Sunday, December 30, 2012

No Public Access to Canadian Sex Offender Registry

What good does a national sex offender registry if the public does NOT have access to it?  

National Sex Offender Registry


Sex Offender Information Registration Act

In partnership with the provinces and territories, the Government of Canada created a National Sex Offender Registry to provide rapid access by police to current vital information about convicted sex offenders.

The Sex Offender Information Registration Act [SOIRA] was proclaimed as law and came into force on December 15, 2004.

Ensuring Public Safety
The National Sex Offender Registry enhances public safety by assisting in the investigation of crimes of a sexual nature and identifying possible suspects known to reside near to the offence site. An officer is able to request a search for registered sex offenders living in the area.

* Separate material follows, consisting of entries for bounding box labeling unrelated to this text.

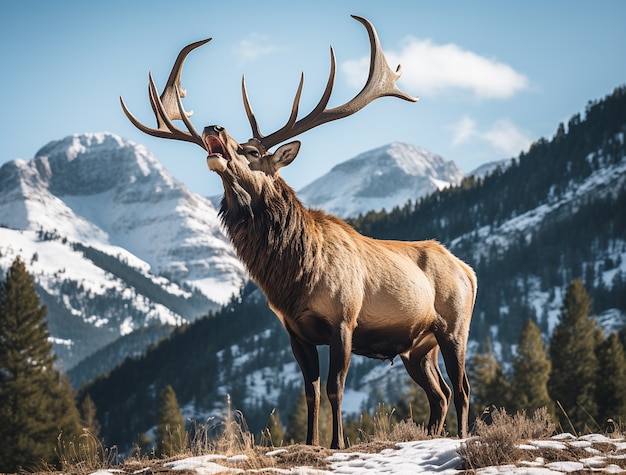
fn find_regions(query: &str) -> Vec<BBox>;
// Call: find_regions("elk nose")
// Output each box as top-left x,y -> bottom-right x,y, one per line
202,125 -> 224,135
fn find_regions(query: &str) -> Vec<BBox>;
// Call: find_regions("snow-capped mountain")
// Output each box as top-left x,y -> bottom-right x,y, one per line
298,142 -> 464,218
0,133 -> 246,368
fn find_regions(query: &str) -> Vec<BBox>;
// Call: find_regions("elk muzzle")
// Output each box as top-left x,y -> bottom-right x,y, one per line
202,125 -> 229,173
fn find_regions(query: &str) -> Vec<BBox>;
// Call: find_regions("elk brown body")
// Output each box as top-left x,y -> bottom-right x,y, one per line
122,17 -> 477,448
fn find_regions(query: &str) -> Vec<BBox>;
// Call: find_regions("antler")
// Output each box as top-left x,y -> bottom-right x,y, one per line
241,15 -> 418,150
120,38 -> 211,150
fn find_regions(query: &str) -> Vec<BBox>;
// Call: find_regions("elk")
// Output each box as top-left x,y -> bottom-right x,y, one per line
120,16 -> 477,448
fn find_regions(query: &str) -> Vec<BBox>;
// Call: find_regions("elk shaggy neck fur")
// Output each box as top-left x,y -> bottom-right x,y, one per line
220,164 -> 324,315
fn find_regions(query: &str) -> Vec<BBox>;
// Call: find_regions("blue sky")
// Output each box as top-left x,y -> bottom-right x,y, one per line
0,0 -> 626,195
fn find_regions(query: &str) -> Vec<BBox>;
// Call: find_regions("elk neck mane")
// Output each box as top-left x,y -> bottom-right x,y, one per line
219,167 -> 328,313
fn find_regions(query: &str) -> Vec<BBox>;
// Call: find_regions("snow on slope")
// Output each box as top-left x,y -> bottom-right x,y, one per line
0,133 -> 247,369
0,133 -> 245,303
298,142 -> 463,218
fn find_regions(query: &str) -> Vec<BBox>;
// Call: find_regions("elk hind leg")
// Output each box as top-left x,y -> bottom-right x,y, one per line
401,344 -> 452,435
326,323 -> 352,449
437,334 -> 470,437
290,335 -> 320,445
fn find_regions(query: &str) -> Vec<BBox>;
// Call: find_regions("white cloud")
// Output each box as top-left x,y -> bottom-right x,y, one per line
450,116 -> 532,157
342,37 -> 529,99
233,33 -> 277,62
450,116 -> 476,146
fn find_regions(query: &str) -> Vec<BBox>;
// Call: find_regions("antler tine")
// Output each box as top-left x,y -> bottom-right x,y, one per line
120,38 -> 211,149
241,73 -> 304,149
251,15 -> 418,149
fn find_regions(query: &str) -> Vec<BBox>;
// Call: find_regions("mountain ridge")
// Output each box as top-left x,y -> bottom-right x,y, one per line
298,142 -> 464,218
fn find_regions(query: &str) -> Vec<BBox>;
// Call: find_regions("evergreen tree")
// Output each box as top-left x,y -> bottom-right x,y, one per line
0,257 -> 80,472
79,394 -> 100,438
596,333 -> 626,424
510,320 -> 554,414
156,385 -> 187,457
468,340 -> 510,416
548,279 -> 598,432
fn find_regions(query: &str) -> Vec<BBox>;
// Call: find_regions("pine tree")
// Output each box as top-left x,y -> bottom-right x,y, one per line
596,333 -> 626,424
510,320 -> 554,414
156,385 -> 187,457
548,279 -> 598,432
79,394 -> 100,438
0,257 -> 80,472
469,340 -> 510,416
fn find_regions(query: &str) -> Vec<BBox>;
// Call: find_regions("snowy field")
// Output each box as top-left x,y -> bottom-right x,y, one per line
92,433 -> 626,475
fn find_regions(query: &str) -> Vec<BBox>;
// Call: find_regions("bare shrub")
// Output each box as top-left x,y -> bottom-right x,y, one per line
390,419 -> 428,442
458,408 -> 555,469
359,403 -> 428,443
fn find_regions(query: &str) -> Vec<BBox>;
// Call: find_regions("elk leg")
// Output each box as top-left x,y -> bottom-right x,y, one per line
437,334 -> 470,438
290,335 -> 320,445
326,323 -> 352,449
401,345 -> 452,435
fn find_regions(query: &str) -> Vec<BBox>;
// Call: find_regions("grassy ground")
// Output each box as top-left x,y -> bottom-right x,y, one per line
17,409 -> 626,475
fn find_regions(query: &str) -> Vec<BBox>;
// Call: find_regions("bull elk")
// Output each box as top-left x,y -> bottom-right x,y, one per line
120,16 -> 477,448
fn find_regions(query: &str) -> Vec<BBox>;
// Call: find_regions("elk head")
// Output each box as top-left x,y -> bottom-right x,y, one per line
120,15 -> 417,181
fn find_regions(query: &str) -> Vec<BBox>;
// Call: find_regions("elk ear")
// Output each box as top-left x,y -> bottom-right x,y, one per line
272,140 -> 300,170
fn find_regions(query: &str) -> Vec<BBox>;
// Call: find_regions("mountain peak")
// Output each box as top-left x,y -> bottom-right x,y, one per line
299,142 -> 463,217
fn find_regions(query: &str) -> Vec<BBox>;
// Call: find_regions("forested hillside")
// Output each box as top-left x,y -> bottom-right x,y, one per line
352,87 -> 626,357
82,87 -> 626,454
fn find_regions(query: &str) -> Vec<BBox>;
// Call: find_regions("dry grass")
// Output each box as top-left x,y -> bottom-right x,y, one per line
57,429 -> 120,475
459,408 -> 555,469
29,405 -> 626,475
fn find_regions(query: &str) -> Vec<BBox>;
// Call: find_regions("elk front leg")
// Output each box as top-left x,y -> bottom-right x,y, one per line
326,323 -> 352,449
289,334 -> 320,445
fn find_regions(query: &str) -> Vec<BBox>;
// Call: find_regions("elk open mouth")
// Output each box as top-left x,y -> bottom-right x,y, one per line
204,135 -> 226,157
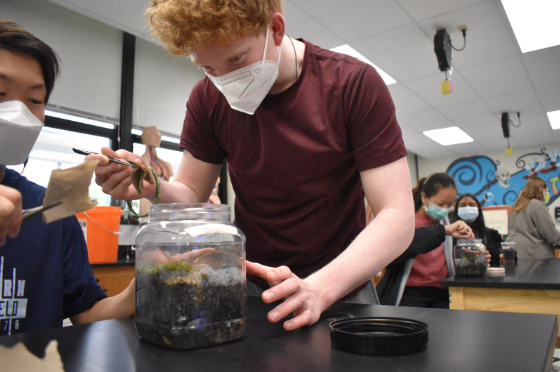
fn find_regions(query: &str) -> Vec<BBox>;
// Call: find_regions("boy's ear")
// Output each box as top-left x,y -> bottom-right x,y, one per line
270,12 -> 286,46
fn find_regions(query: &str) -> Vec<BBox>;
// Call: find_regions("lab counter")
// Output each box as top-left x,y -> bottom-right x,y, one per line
440,258 -> 560,347
0,298 -> 557,372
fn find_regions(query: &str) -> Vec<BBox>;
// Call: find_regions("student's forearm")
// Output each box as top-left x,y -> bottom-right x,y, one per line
306,209 -> 414,310
143,181 -> 210,203
71,280 -> 135,324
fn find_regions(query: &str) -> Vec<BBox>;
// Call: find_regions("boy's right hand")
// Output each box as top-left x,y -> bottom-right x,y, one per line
0,185 -> 23,247
85,147 -> 155,200
445,220 -> 475,239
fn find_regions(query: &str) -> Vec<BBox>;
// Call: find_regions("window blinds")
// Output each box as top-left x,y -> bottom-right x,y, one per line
0,0 -> 122,124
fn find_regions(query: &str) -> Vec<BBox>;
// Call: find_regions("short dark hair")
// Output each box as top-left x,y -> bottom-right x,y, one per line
0,19 -> 60,103
412,173 -> 457,212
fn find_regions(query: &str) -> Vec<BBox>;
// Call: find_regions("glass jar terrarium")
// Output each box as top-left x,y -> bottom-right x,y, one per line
453,239 -> 488,276
134,204 -> 245,349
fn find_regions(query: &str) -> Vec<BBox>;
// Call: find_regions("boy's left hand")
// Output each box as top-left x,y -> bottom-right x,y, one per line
246,261 -> 326,331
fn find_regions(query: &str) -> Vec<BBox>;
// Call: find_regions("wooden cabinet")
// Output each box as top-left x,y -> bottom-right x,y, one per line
92,266 -> 134,297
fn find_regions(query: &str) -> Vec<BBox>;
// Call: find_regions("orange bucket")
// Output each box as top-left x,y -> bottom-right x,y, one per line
76,207 -> 123,264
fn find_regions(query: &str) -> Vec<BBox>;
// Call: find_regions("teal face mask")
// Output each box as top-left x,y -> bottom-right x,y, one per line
543,191 -> 550,204
423,201 -> 453,221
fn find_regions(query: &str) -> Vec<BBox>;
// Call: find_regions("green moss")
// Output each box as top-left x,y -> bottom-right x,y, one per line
160,261 -> 193,272
137,261 -> 193,275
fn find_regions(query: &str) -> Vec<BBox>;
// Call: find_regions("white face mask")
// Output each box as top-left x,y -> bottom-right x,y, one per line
0,101 -> 43,165
206,27 -> 282,115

Depending on jurisdiction, police agencies may access the NSOR database directly or through their provincial or territorial registration Sex Offender Registry Centre. Information such as addresses and telephone numbers, offence, alias(es), identifying marks and tattoos of convicted sex offenders are included in the national database.

The public does not have access to the National Sex Offender Registry. It is a database that provides Canadian police services with important information that will improve their ability to investigate crimes of a sexual nature.

There are penalties (e.g. fines, imprisonment) for offenders who fail to comply with a registration order or for not giving truthful information.

The RCMP is responsible for the administration and maintenance of the database. Police services across Canada are responsible for inputting the data and enforcing the registration provisions.